Body and Gear Can Use a Little Help Before Hitting the Slopes
By Carrina Stanton / For The Chronicle
On a recent Monday morning, White Pass area back country skier Troy Good admitted he’d been spending a lot more time lately looking toward the sky and watching for the first signs of snowfall.
Though he can ski well into June and July in some of the more extreme terrain he traverses in Washington, nothing quite beats the beginning of the true ski season in his own back yard.
“It’s supposed to be extreme,” Good said of predictions for this year’s ski season. “It’s supposed to be really deep. I just can’t wait for it to come.”
“Everybody keeps saying we’re going to get hammered this year,” added Mark Hoffmann, owner of White Pass Sports Hut in Packwood.

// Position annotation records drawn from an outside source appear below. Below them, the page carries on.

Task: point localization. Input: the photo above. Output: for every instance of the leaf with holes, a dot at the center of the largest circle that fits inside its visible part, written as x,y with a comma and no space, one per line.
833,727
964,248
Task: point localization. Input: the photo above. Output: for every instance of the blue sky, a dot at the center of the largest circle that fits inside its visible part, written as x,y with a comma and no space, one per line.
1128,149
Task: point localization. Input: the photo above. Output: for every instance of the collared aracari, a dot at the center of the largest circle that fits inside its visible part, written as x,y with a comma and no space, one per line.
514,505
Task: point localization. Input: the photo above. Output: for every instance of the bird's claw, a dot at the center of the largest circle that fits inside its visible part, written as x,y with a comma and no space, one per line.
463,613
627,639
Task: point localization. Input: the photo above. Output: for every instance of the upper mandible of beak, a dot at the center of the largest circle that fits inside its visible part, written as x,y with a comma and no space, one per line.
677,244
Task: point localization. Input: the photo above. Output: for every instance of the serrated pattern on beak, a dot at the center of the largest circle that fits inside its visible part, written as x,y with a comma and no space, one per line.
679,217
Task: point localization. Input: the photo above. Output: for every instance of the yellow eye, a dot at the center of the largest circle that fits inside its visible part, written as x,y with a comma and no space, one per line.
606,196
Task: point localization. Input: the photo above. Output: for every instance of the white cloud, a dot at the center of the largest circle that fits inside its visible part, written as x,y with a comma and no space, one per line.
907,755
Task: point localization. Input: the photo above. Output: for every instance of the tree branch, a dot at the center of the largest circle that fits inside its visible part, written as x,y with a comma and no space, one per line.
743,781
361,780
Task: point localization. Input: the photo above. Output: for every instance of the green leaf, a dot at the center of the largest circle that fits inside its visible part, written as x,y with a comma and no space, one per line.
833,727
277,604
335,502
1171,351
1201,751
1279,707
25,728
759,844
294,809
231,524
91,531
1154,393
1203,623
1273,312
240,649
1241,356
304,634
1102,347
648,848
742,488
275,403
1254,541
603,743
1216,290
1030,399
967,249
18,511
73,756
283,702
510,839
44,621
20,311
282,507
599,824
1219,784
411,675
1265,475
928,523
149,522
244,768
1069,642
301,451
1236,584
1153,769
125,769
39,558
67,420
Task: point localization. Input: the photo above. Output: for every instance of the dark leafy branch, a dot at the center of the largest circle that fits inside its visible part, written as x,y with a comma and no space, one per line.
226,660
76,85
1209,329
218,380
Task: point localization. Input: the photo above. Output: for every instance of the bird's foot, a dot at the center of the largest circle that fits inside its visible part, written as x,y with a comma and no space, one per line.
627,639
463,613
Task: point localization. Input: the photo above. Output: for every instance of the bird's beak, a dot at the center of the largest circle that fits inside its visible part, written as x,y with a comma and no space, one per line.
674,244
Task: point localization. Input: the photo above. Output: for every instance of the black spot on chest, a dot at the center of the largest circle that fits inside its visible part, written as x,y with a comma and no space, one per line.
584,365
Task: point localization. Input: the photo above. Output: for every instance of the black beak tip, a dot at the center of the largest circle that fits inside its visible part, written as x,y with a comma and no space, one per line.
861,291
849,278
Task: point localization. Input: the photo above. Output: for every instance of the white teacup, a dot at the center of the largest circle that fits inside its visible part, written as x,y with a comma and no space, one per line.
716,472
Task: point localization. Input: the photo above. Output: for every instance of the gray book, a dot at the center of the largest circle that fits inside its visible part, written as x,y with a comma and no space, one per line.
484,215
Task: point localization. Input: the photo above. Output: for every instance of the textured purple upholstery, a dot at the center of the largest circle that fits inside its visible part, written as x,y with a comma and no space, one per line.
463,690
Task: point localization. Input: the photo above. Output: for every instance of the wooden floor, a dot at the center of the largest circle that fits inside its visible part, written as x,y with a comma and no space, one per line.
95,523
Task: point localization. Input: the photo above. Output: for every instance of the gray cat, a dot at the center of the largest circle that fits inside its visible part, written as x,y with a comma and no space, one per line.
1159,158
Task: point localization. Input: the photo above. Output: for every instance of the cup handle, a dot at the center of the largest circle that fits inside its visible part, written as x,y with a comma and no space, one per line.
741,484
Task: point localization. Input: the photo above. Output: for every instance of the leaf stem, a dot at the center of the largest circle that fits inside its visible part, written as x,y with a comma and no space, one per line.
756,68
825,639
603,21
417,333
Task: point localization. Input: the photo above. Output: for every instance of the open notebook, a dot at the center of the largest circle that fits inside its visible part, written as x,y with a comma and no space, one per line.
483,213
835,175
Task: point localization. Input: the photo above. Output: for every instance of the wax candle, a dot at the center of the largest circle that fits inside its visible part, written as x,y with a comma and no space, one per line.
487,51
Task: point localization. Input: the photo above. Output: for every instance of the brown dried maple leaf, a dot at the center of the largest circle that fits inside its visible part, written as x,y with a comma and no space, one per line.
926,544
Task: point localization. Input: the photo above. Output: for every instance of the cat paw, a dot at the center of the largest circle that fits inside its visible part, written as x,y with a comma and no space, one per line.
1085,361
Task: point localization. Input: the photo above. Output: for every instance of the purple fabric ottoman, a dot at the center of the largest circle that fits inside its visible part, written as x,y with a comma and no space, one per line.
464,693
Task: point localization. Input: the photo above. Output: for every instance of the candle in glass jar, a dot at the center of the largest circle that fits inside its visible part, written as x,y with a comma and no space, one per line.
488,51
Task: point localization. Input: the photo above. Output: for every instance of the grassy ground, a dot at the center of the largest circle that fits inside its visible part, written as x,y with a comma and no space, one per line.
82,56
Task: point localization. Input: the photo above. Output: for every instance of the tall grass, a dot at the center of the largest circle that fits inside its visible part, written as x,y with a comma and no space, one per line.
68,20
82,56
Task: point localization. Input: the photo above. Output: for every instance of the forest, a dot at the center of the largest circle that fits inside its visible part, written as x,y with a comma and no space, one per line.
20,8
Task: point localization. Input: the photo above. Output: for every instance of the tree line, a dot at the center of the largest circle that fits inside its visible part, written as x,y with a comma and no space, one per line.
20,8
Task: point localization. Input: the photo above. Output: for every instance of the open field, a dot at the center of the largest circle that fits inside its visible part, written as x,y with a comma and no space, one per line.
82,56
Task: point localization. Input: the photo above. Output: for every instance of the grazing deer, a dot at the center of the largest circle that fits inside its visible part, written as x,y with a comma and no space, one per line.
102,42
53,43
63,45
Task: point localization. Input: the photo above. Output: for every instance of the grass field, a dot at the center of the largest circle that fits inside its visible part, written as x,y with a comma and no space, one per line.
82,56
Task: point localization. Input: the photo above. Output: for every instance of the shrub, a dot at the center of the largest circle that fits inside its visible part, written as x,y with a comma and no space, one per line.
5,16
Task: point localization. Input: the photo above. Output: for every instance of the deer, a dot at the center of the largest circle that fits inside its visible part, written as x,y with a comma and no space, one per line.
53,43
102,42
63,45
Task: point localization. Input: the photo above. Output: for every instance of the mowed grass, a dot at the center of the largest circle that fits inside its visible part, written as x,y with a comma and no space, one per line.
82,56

With ski and snowboarding season rapidly approaching, now is the time to start thinking about preparations, both for your gear and for your body. Hoffmann, who purchased the White Pass Sports Hut last season, said he already has had some customers come in to have their gear tuned up. Unfortunately, he said he doesn’t suspect he will see enough of them this season.
“Skis are like cars,” Hoffmann said. “You need to keep them tuned up and oiled. Maintenance is really important. But a lot of people don’t think about that.”
A complete ski tune-up, which includes smoothing of the undersides, waxing and checking of bindings, costs about $25 at the Sports Hut. It is especially important to have your bindings checked, Hoffmann said, because factors including your height, weight and even your age can affect how they should be set. Another important part of checking your gear is to survey the undersides of your boots. Boots tend to wear out at the toes and heels, which are both essential pieces in the proper hold and release for bindings.
If you don’t own your own ski gear, locations such as the Sports Hut and ski resorts can rent you everything from bibs and jackets to skis and snowboards. Hoffmann said he is required by law to check and recheck all of the bindings for his rental skis, which means skiers do not have to worry about whether their gear is in good working order or not. Hoffmann also stocks a variety of “demo” skis and snowboards that he also rents. These are specialty, cutting-edge models that would usually cost a skier a great deal of money to purchase.
“Instead of paying $1,000 or $1,200 for a pair of skis for $28 you can ski with $1,000 skis for a day and if you only ski about 10 times a year, that’s a pretty good deal,” Hoffmann said.
Improperly working gear can not only slow you down, cautioned Dr. Scott Slattery of Washington Orthopaedic Center in Centralia, it could also put you out for the season. Slattery, who is not only an avid skier but also does medical work with the U.S. Ski Team, said many injuries on the slopes can be avoided simply by checking your gear before heading out.
“Make sure your equipment is in shape every year and the most important thing is the bindings because they are designed to release during a fall,” Slattery said. “It’s important at the beginning of every ski season to get your bindings checked. They need to be appropriate for weight, height and skier ability.”
Knee injuries, especially tears to the anterior crucial ligament (or ACL), are some of the most common injuries Slattery said he sees with local skiers. After equipment, another major factor in preventing season-ending injuries has to do with preparing your body for the rigors of skiing before hitting the slopes. Slattery said he runs into one of two mentalities with patients: people who simply did no training to prepare for skiing; and those who trained but chose the wrong activities.
“A lot of people feel like ‘I’ve been running or biking I should be ready to go’ and while that’s helpful, just basic typical aerobic exercises are not going to be enough,” Slattery said.
Hoffmann said skiers in Washington have to contend not only with the bone and joint jarring terrain of skiing, but do so on what he calls “Cascade Concrete” — the special type of snow typical to Washington slopes that is hard packed and rarely powdery. Slattery said activities that can simulate this type of activity include trail running, mountain biking and roller blading, which all involve balance, stamina and avoiding obstacles. “Dry land training” for skiers should also include elements of weight training including lunges and squats that also simulates the weight bearing activities of skiing. Plyometrics, which includes jumping activities, is the last component Slattery recommends for pre-season preparations.
Spending time simulating proper technique can also give skiers a larger awareness of when they are more likely to fall, Slattery added. He also recommends listening to your body, especially the first few runs of the season.
“The majority of injuries I see it’s the classic end of the day, I’m going to make one more run scenario so the fatigue factor is key,” Slattery said.
Through gear and body preparations, Slattery said he’d estimate at least 50 percent of the skiing injuries he sees each season could be avoided. And that’s good for the skier since injuries are not only painful but an ACL injury would have you off skis for at least six months following reconstructive surgery, which means an end to further skiing at least this year.